There is a moral dimension to the doctrine of Christ, and if we are not willing to embrace it on that level, we will be forever struggling in an assurance of its truth. And though it is true that there can be real and significant intellectual hurdles for the unbeliever to surmount as they come to faith in Christ, the reality is that often these kinds of hurdles are only there because of the hostility of the affections against the lifestyle demanded by it. In other words, it is the demand on the life more than the demand on the mind that is the barrier to our coming to embrace Christ's word as true. This is what our Lord is saying here: those who want to do God's will (the first "will" in verse 17 means "to desire"), whose hearts are amenable to its precepts and commands, will know - have real confidence - that Christ's doctrine is true.

This is the reason why our Lord again and again points to a moral reformation of the heart as that which must take place before anyone can come to faith in Christ. They must be drawn and their hostility must be overcome (Jn. 6:44; Rom. 8:7-8). We must be born again (Jn. 3:5).

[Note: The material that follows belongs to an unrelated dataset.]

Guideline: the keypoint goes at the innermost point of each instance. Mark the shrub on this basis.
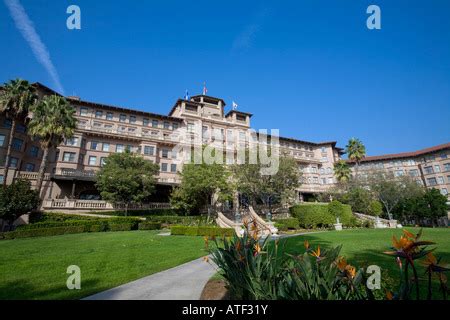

But it is also true for those who are already regenerated by the grace of God. We too can sometimes struggle with doubts and questions about the truth of God's word. After all, didn't John the Baptist? What makes us think that we are not susceptible to such doubts as well (cf. Mt. 11:3)? How then do we combat such doubts?

Again, we don't want to deny the role of the intellect here. It is right to study theological and philosophical arguments for the truth of God's word. There is a place for apologetics.

But if we really want to nurture a heart that has confidence in the doctrine of God's word, we must take seriously the state of our heart as it relates to the goodness of God's commands. It is when we begin to allow sin to take root in our hearts and begin to think of disobedience to God's will as something desirable that we will inevitably start doubting other elements of God's word as well. If we want to rejoice in the doctrine of God, we must also rejoice in our duty to God.

To use the apostle Paul as an illustration: if we want to be able to say, with him, that "I worship the God of my fathers, believing all things that are written in the law and in the prophets" (Acts 24:14), we must also be able to say, with Paul, that "herein do I exercise myself, to have always a conscience void of offense toward God, and toward men" (Acts 24:16).